Researchers at Washington State University have made significant strides in the fight against viral infections by employing artificial intelligence (AI) to identify a crucial molecular interaction that facilitates viral entry into human cells. This groundbreaking work was published in the journal Nanoscale in November and represents a promising shift in antiviral research.
Traditionally, most antiviral drugs target viruses after they have already invaded human cells. However, the team at Washington State University has developed a method to intervene at an earlier stage, focusing on the entry mechanism of viruses. By isolating a specific interaction within a fusion protein, the researchers were able to disrupt the process that allows viruses to enter new cells, thereby halting the spread of disease.
Professor Jin Liu, who specializes in mechanical and materials engineering, stated, “Viruses attack cells through thousands of interactions. Our research is to identify the most important one. Once we pinpoint that interaction, we can devise strategies to prevent the virus from invading the cell.”
The study is the culmination of over two years of research initiated in response to the COVID-19 pandemic. Lead by Professor Anthony Nicola from Veterinary Microbiology and Pathology, this project received funding from the National Institutes of Health.
In their experiments, the researchers focused on herpes viruses, which utilize a surface fusion protein known as glycoprotein B (gB) to facilitate membrane fusion during cell entry. Although gB has long been recognized as vital for infection, its complex structure and interactions with other viral entry proteins have made it challenging to determine which specific interactions are critical.
The application of AI significantly enhanced the efficiency of their research. Rather than relying on traditional trial-and-error methods, the team harnessed simulations and machine learning algorithms to evaluate thousands of potential molecular interactions simultaneously, identifying the most critical ones for further investigation.
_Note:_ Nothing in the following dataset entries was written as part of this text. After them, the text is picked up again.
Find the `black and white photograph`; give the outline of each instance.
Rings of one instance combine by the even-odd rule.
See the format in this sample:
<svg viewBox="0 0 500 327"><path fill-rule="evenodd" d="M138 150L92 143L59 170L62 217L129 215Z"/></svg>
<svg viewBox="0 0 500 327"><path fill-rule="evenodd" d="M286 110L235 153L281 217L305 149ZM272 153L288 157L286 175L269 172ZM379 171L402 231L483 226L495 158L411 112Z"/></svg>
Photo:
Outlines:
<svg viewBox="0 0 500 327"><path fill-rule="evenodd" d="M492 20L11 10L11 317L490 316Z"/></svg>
“In biological experiments, you usually start with a hypothesis,” Liu explained. “You think a particular region may be important, but within that region, there are hundreds of interactions to test. This can be time-consuming and expensive. Our simulations allowed us to identify key interactions quickly and effectively, making it feasible to test them in the lab.”
The use of AI in medical research is gaining traction as it helps detect complex disease patterns that traditional methods may overlook. Recent applications of machine learning have successfully predicted Alzheimer”s disease years before symptoms manifest and identified subtle anomalies in MRI scans. The U.S. government has also begun funding AI initiatives, including a $50 million commitment from the National Institutes of Health aimed at applying AI technologies to childhood cancer research.
Professor Liu emphasized that the computational framework developed during this research could extend beyond virology, potentially aiding in the understanding and treatment of various diseases linked to altered protein interactions, such as neurodegenerative conditions like Alzheimer”s disease. “The critical aspect is identifying which interaction to target,” Liu remarked. “Once we establish that target, researchers can explore ways to weaken, strengthen, or block it, thereby advancing our understanding and treatment of various diseases.”